Friday, October 24, 2008

Evaluating search result pages

Yahoo Chief Scientist Jan Pedersen recently wrote a short position paper, "Making Sense of Search Result Pages" (PDF), that has some interesting tidbits in it. Specifically, it advocates for click-based methods for evaluating search result quality and mentions using toolbar data to see what people are doing after leaving the search result page.

Some extended excerpts:
Search engine result pages are presented hundreds of millions of times a day, yet it is not well understood what makes a particular page better from a consumer's perspective. For example, search engines spend large amounts of capital to make search-page loading latencies low, but how fast is fast enough or why fast is better is largely a subject of anecdote.

Much of the contradiction comes from imposing a optimization criterion ... such as discounted cumulative gain (DCG) ... that does not account for perceptual phenomena. Users rapidly scan search result pages ... and presentations optimized for easy consumption and efficient scanning will be perceived as more relevant.

The process Yahoo! search uses to design, validate, and optimize a new search feature includes ... an online test of the feature ... [using] proxy measures for the desired behaviors that can be measured in the user feedback logs.

Search engine query logs only reflect a small slice of user behavior -- actions taken on the search results page. A more complete picture would include the entire click stream; search result page clicks as well as o ffsite follow-on actions.

This sort of data is available from a subset of toolbar users -- those that opt into having their click stream tracked. Yahoo! has just begun to collect this sort of data, although competing search engines have collected it for some time.

We expect to derive much better indicators of user satisfaction by consider the actions post click. For example, if the user exits the clicked-through page rapidly then one can infer that the information need was not satisfied by that page.
For more on how search engines may be using toolbar data, please see my previous post, "Google Toolbar data and the actual surfer model".

For more on using click-based methods to evaluate search results, please see a post by Googler Ben Gomes, "Search experiments, large and small" as well as my previous posts, "Actively learning to rank" and "The perils of tweaking Google by hand".

By the way, rumor has it that Jan Pedersen left Yahoo and is now at A9. Surprising if true.

Update: Rumor confirmed. Jan Pedersen is now at A9.


Anonymous said...

But what if I am doing a search, just to check a simple fact. I click the link, verify the fact, and then close/exit the page almost immediately. The page could be very relevant, but because I am in "fact validation" mode, my clickstream behavior is different.

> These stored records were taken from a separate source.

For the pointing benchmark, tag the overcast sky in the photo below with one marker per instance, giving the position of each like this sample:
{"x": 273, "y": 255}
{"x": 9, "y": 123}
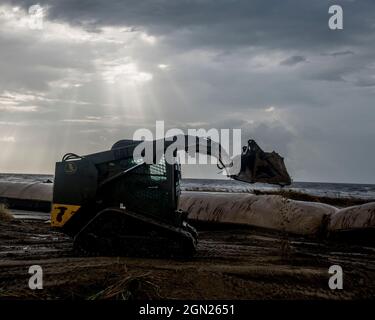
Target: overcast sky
{"x": 98, "y": 70}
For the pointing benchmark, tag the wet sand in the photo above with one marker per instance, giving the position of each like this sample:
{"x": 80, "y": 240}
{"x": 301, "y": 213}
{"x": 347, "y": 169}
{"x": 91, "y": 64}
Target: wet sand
{"x": 231, "y": 263}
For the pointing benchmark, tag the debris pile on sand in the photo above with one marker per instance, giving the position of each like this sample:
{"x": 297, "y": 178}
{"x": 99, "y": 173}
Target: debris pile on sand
{"x": 5, "y": 213}
{"x": 356, "y": 217}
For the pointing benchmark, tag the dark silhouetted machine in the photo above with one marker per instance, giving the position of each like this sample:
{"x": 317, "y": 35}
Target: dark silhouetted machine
{"x": 113, "y": 203}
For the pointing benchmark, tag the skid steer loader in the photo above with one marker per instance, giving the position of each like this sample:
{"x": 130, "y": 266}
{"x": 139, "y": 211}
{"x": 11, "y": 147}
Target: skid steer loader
{"x": 112, "y": 203}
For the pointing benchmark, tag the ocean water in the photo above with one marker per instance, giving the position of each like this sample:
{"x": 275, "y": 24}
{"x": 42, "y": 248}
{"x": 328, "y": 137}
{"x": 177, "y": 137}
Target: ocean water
{"x": 339, "y": 190}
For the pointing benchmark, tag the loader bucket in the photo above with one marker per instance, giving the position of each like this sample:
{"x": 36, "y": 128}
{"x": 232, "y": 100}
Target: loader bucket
{"x": 263, "y": 167}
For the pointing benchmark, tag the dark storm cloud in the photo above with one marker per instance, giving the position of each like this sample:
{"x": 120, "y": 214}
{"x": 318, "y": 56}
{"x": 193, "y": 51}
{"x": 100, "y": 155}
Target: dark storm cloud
{"x": 222, "y": 23}
{"x": 272, "y": 68}
{"x": 292, "y": 61}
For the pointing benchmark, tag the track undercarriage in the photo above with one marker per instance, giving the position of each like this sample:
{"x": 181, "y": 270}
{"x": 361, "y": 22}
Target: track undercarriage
{"x": 117, "y": 232}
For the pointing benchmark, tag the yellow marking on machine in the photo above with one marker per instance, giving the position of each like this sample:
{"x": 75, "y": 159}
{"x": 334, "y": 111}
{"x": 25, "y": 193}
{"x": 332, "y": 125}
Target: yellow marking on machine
{"x": 61, "y": 213}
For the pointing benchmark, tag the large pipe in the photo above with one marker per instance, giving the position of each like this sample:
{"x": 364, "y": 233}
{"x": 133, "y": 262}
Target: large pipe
{"x": 265, "y": 211}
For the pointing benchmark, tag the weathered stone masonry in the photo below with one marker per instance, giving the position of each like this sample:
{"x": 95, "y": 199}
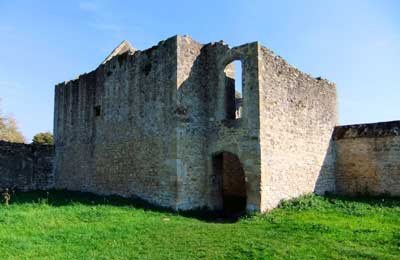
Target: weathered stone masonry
{"x": 26, "y": 167}
{"x": 162, "y": 124}
{"x": 152, "y": 123}
{"x": 368, "y": 159}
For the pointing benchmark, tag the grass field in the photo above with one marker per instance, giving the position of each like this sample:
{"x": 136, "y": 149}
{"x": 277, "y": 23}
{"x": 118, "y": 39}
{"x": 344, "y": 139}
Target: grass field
{"x": 61, "y": 225}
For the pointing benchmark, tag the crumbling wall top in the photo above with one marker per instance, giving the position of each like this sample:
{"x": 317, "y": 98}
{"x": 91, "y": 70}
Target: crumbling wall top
{"x": 391, "y": 128}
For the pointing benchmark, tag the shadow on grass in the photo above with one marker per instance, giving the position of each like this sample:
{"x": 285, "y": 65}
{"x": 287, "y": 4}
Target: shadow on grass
{"x": 59, "y": 198}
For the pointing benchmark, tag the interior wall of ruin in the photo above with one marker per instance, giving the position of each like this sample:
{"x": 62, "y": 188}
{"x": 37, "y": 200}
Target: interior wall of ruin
{"x": 115, "y": 127}
{"x": 297, "y": 117}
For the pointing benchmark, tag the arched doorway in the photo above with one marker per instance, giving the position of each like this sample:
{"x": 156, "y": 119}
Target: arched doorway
{"x": 232, "y": 186}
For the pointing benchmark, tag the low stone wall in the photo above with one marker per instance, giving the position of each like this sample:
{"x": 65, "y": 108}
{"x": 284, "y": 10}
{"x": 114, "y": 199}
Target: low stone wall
{"x": 25, "y": 166}
{"x": 368, "y": 159}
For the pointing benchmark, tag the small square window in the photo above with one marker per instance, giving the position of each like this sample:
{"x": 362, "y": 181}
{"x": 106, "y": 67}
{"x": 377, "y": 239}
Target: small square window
{"x": 97, "y": 110}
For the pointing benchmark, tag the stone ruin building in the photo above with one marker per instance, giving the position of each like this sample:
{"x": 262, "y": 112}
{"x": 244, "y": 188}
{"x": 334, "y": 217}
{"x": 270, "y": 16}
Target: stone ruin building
{"x": 166, "y": 125}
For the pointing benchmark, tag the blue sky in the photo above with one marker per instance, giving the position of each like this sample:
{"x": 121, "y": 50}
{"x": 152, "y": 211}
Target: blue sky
{"x": 355, "y": 44}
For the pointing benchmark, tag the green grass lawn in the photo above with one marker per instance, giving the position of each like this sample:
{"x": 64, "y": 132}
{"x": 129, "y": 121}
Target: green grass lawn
{"x": 62, "y": 225}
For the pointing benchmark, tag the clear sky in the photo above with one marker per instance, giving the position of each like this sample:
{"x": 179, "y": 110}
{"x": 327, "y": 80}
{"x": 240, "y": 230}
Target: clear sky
{"x": 355, "y": 44}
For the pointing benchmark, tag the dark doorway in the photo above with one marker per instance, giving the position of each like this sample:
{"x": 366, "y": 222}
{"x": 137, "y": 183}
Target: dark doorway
{"x": 230, "y": 174}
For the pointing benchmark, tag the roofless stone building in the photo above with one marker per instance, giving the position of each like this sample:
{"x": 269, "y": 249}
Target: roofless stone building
{"x": 166, "y": 125}
{"x": 162, "y": 124}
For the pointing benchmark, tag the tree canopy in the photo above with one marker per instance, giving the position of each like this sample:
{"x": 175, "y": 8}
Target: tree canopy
{"x": 43, "y": 138}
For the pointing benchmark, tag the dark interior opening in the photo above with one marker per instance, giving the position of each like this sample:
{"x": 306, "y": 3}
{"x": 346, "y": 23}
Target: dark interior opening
{"x": 97, "y": 110}
{"x": 234, "y": 89}
{"x": 230, "y": 173}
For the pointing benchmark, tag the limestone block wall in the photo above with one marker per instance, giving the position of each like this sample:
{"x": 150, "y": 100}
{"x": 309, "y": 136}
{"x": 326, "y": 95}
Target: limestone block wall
{"x": 297, "y": 117}
{"x": 115, "y": 127}
{"x": 368, "y": 159}
{"x": 236, "y": 136}
{"x": 26, "y": 167}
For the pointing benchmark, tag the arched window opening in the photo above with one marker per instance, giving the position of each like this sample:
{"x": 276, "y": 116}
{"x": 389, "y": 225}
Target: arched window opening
{"x": 229, "y": 171}
{"x": 234, "y": 89}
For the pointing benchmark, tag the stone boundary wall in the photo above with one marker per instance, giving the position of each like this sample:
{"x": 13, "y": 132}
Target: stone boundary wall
{"x": 368, "y": 159}
{"x": 26, "y": 166}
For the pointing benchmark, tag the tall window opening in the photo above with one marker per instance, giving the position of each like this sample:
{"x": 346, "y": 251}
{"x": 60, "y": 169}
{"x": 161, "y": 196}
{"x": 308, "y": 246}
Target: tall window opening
{"x": 234, "y": 89}
{"x": 232, "y": 185}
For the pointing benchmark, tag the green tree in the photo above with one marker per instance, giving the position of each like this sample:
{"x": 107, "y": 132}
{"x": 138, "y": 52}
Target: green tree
{"x": 43, "y": 138}
{"x": 9, "y": 129}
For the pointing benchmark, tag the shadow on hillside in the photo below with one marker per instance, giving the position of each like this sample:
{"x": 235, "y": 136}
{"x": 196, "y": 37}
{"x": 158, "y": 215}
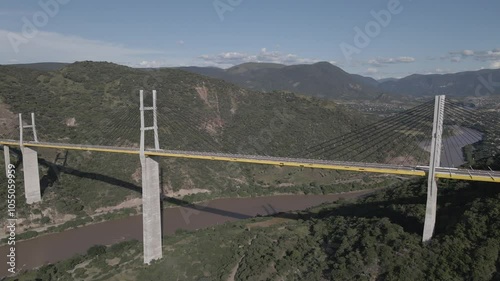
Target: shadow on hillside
{"x": 54, "y": 171}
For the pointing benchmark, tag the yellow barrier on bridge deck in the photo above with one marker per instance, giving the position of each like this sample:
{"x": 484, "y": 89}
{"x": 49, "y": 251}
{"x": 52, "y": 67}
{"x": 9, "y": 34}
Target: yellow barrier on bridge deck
{"x": 396, "y": 170}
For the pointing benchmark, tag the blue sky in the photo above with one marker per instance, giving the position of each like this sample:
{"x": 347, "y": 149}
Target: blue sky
{"x": 410, "y": 36}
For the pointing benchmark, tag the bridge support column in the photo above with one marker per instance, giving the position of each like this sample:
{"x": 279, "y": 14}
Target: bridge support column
{"x": 435, "y": 159}
{"x": 6, "y": 156}
{"x": 32, "y": 190}
{"x": 151, "y": 211}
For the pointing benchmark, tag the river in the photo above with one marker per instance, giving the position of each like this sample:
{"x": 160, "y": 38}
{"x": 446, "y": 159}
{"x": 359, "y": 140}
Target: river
{"x": 55, "y": 247}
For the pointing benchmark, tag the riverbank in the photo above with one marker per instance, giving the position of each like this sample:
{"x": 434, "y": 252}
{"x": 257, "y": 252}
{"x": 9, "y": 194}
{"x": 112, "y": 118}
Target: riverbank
{"x": 54, "y": 247}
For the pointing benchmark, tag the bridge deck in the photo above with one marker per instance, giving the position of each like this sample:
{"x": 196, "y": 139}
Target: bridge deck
{"x": 449, "y": 173}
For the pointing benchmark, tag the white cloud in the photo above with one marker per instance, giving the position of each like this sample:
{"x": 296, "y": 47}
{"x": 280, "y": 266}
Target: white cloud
{"x": 385, "y": 61}
{"x": 468, "y": 52}
{"x": 50, "y": 46}
{"x": 495, "y": 64}
{"x": 484, "y": 56}
{"x": 228, "y": 59}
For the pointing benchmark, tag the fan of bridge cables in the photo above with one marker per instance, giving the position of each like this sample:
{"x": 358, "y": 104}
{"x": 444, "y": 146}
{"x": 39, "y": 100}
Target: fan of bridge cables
{"x": 405, "y": 138}
{"x": 464, "y": 128}
{"x": 400, "y": 139}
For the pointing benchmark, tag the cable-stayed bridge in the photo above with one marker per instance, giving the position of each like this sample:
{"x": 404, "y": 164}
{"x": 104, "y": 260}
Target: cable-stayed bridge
{"x": 427, "y": 140}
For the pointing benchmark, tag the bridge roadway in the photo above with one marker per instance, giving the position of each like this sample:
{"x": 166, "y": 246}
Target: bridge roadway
{"x": 448, "y": 173}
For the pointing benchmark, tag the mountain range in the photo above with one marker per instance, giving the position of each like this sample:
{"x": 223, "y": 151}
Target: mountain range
{"x": 325, "y": 80}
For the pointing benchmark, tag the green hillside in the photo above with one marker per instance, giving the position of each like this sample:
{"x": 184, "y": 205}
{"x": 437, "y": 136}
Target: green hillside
{"x": 97, "y": 103}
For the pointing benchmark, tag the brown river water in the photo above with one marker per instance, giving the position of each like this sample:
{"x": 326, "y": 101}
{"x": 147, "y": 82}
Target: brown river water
{"x": 55, "y": 247}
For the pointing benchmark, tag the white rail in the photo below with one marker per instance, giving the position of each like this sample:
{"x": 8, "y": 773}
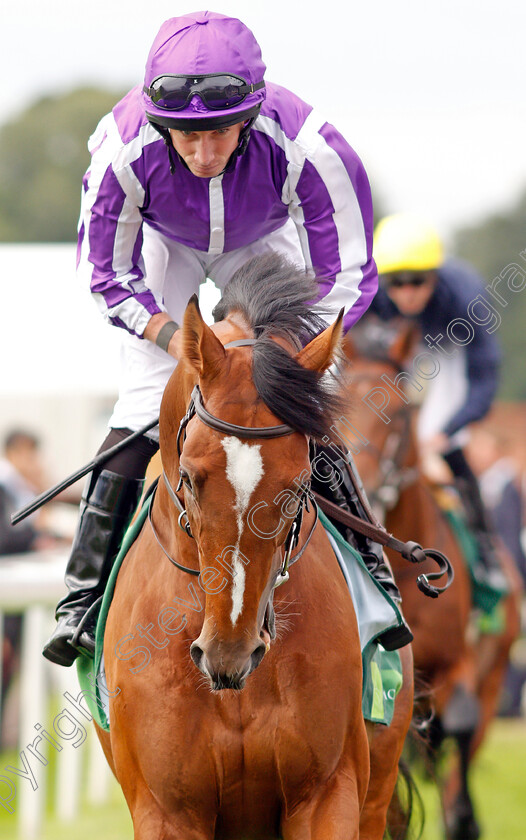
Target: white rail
{"x": 32, "y": 584}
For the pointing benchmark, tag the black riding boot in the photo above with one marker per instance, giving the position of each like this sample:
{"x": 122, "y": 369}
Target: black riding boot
{"x": 490, "y": 568}
{"x": 106, "y": 510}
{"x": 342, "y": 493}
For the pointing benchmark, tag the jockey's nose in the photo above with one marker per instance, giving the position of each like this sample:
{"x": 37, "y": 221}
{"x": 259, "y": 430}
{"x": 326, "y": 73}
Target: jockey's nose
{"x": 227, "y": 666}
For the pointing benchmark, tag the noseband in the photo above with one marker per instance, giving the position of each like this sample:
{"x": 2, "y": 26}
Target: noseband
{"x": 196, "y": 408}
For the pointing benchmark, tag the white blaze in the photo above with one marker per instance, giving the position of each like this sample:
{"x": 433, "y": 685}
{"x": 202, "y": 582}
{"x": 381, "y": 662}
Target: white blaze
{"x": 244, "y": 469}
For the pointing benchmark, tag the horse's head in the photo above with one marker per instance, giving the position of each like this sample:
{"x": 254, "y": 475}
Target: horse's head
{"x": 381, "y": 411}
{"x": 242, "y": 473}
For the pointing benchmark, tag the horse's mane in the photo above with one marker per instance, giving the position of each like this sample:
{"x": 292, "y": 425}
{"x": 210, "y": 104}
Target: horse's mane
{"x": 275, "y": 298}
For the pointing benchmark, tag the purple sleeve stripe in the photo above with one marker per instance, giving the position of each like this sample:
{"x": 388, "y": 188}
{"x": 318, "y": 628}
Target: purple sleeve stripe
{"x": 104, "y": 220}
{"x": 368, "y": 288}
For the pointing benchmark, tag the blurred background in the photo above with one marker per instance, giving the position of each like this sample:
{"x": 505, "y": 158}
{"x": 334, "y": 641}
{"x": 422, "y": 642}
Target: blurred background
{"x": 430, "y": 95}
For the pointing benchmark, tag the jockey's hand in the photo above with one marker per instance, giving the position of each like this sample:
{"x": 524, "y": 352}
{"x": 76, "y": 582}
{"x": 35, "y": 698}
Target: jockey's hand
{"x": 436, "y": 444}
{"x": 153, "y": 328}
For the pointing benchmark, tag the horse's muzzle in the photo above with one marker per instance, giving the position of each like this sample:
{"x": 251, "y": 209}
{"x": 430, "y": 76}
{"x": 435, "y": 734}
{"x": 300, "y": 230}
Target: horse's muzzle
{"x": 225, "y": 668}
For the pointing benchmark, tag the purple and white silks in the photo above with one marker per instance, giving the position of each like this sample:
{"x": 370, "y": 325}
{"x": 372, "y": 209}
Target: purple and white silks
{"x": 296, "y": 166}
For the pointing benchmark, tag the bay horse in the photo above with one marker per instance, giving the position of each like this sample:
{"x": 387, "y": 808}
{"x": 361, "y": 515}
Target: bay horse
{"x": 221, "y": 729}
{"x": 462, "y": 675}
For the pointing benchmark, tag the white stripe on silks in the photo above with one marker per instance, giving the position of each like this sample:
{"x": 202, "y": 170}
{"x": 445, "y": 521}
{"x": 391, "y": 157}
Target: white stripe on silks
{"x": 217, "y": 215}
{"x": 352, "y": 245}
{"x": 348, "y": 219}
{"x": 244, "y": 470}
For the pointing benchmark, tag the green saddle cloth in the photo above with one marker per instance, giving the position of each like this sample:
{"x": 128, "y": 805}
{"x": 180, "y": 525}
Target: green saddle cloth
{"x": 485, "y": 597}
{"x": 375, "y": 611}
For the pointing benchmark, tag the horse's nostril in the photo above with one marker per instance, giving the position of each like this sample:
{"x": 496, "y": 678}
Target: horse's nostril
{"x": 196, "y": 653}
{"x": 258, "y": 655}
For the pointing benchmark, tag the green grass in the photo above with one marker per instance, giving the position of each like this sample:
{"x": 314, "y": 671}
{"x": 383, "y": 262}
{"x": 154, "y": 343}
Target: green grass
{"x": 498, "y": 783}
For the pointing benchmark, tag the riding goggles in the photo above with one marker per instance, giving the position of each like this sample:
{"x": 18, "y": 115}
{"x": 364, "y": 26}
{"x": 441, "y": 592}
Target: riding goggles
{"x": 217, "y": 90}
{"x": 398, "y": 281}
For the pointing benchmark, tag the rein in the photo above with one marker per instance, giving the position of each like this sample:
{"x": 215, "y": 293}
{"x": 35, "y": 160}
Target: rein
{"x": 196, "y": 408}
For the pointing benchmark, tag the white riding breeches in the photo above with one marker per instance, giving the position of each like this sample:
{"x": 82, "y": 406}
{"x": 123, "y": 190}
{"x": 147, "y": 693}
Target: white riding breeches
{"x": 174, "y": 273}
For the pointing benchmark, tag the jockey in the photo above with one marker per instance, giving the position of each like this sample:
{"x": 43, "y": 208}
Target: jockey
{"x": 438, "y": 294}
{"x": 192, "y": 173}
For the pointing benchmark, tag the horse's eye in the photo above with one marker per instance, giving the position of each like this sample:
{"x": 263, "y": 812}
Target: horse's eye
{"x": 185, "y": 479}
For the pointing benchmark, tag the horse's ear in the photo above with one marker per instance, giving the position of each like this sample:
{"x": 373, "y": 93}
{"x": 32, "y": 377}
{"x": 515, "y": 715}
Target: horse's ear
{"x": 320, "y": 353}
{"x": 201, "y": 348}
{"x": 404, "y": 343}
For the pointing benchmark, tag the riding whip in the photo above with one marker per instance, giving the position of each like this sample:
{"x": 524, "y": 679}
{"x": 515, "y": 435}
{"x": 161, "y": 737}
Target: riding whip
{"x": 97, "y": 461}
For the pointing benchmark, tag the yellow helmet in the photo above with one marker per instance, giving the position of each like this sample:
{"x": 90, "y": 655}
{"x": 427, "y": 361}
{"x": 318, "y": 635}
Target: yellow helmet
{"x": 405, "y": 242}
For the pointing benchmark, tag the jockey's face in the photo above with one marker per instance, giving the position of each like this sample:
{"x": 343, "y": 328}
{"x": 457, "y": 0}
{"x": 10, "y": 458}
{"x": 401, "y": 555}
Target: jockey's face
{"x": 206, "y": 153}
{"x": 410, "y": 292}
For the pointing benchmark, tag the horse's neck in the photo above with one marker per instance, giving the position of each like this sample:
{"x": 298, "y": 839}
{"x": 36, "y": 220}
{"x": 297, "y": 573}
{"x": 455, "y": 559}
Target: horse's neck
{"x": 416, "y": 515}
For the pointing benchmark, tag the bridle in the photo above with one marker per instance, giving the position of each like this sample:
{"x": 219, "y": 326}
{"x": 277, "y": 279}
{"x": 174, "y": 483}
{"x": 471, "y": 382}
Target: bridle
{"x": 196, "y": 408}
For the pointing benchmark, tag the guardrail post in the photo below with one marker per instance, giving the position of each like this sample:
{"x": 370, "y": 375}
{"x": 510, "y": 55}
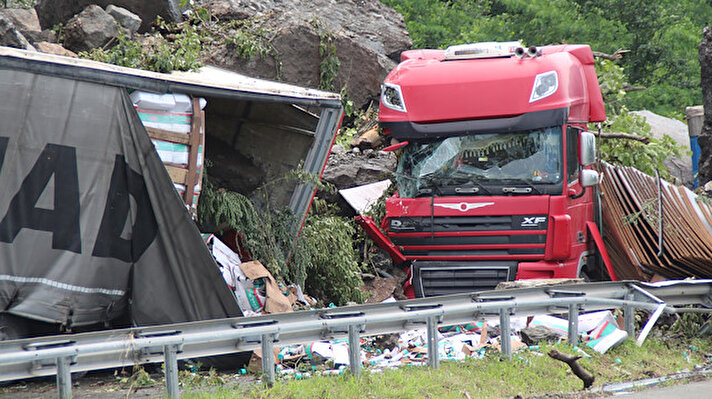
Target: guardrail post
{"x": 171, "y": 370}
{"x": 355, "y": 349}
{"x": 573, "y": 323}
{"x": 629, "y": 317}
{"x": 268, "y": 358}
{"x": 505, "y": 332}
{"x": 432, "y": 330}
{"x": 64, "y": 378}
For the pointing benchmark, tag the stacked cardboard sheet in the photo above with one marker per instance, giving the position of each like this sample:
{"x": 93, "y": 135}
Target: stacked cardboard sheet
{"x": 652, "y": 227}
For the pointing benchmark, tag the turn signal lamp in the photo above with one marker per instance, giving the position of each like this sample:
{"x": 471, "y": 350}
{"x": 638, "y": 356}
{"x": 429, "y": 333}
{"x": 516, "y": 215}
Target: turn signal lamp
{"x": 545, "y": 84}
{"x": 392, "y": 97}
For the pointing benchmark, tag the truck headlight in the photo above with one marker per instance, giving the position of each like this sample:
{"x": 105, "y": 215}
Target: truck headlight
{"x": 392, "y": 97}
{"x": 545, "y": 84}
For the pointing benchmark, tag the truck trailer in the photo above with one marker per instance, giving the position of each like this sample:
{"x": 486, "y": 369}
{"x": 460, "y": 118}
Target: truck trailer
{"x": 495, "y": 179}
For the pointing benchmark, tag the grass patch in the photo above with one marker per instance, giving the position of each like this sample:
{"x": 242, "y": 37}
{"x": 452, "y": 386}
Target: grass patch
{"x": 528, "y": 373}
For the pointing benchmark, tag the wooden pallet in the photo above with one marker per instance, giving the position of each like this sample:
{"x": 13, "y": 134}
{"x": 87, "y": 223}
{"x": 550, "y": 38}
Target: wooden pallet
{"x": 191, "y": 176}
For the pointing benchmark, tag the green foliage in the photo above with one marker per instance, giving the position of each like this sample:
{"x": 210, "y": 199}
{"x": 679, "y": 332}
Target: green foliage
{"x": 332, "y": 272}
{"x": 190, "y": 379}
{"x": 247, "y": 37}
{"x": 159, "y": 54}
{"x": 321, "y": 259}
{"x": 689, "y": 324}
{"x": 330, "y": 64}
{"x": 645, "y": 157}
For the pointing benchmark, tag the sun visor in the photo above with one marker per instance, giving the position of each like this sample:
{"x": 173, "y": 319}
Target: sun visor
{"x": 530, "y": 120}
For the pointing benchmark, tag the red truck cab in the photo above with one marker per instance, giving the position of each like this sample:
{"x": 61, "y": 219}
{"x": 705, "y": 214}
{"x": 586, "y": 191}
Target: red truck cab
{"x": 491, "y": 185}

Similarly, what if I am in exploratory search mode? Ie.. what if I am trying to learn more about a topic. Then I will be clicking *lots* of links. And spending lots of time on those pages, and maybe even going further from some of those pages by following their links.

But in the end, only some of those pages that I've spent a lot of time on are going to be relevant, and many are going to be non-relevant. But my click-behavior on both will be the same, because I am in exploratory mode.

Does this mean that people doing click-based analysis and evaluation completely ignore entire swaths of information seeking behaviors?

Daniel Tunkelang said...

I had a nice conversation with Marti Hearst about the question of defining "user satisfaction" at the HCIR workshop, after Raman Chandrasekar's talk about search experience satisfaction.

Chandra suggested that user are satisfied when they use a system because they want to, rather than because they have to. I'm inclined to agree, and suspect that the best way to measure satisfaction with a tool or application is based on whether users voluntarily continue using it.

The only catch is that, in order to measure satisfaction this way, you have to mitigate status quo bias, making the adoption vs. switching costs as even as possible. For example, require someone to use a new tool for a week, and then ask them if they want to continue using it or go back to their more familiar tool.